Ce groupe a quitté l’aire d’accueil et d’habitat de Cabestany qu’il occupait depuis décembre 2018. L’intervention de la force publique programmée pour le 7 novembre 2019, et basée sur une décision de justice, a provoqué le départ anticipé de ce groupe pour une installation sur la commue de Saleilles.
Conformément à la loi n° 2015-991 du 7 août 2015 portant organisation territoriale de la République (loi NOTRE), les EPCI ont dans leurs compétences obligatoires l’accueil des gens du voyage et, dans ce cadre, ont pour missions de créer, d’aménager, d’entretenir et de gérer des aires d’accueil.

Perpignan Méditerranée Communauté Urbaine (PMCU), en charge de la compétence relative à l’accueil des gens du voyage sur son territoire n’a pas réalisé à ce jour les équipements prescrits par le schéma départemental. Il manque 270 places dans les aires de grands passages (180 places réalisées sur 450) et 136 places dans les aires d’accueil et d’habitat (129 places réalisées sur 265).

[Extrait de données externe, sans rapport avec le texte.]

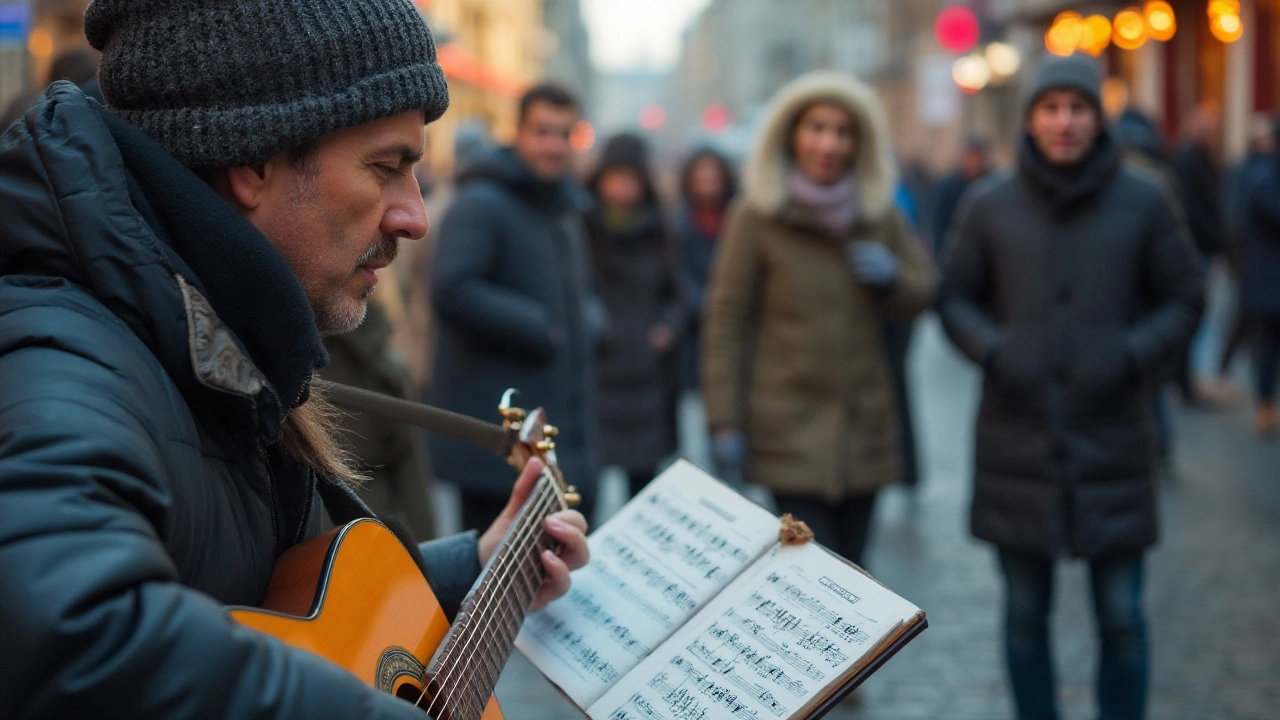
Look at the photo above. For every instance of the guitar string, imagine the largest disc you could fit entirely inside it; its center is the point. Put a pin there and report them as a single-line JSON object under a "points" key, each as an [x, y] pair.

Procédure en cours : la commune de SALEILLES a engagé une procédure de demande de concours de la force publique le 21 novembre 2019 auprès du tribunal administratif de Montpellier qui a rendu, le 28 novembre 2019, une ordonnance de référé reconnaissant l’occupation illicite et ordonnant le départ du groupe de GDV sous 8 jours, sous astreinte de 150 euros par personne visée et par jour. Ce délai passé, soit à partir du 6 décembre, la commune est en droit d’adresser, par voie d’huissiers uniquement, une réquisition du concours de la force publique au Préfet de département qui dispose alors de deux mois pour y répondre.
A ce stade, aucune réquisition de ce type n’est parvenue en préfecture. Cette obligation juridique de notification par voie d’huissiers a été rappelée au maire ainsi qu’à la communauté urbaine le 9 décembre lors d’une réunion en préfecture.
Dès réception de la notification, le préfet disposera d’un délai de deux mois pour y répondre et engager, le cas échéant, une évacuation du lieu. Il reviendra dès lors à PMCU de proposer une possibilité d’accueil dans la mesure où ce groupe confirmerait sa volonté de demeurer dans l’agglomération. Le préfet est disposé, comme il l’a toujours fait, à appliquer cette décision et à participer, aux côtés des collectivités locales, à la recherche d’une solution ».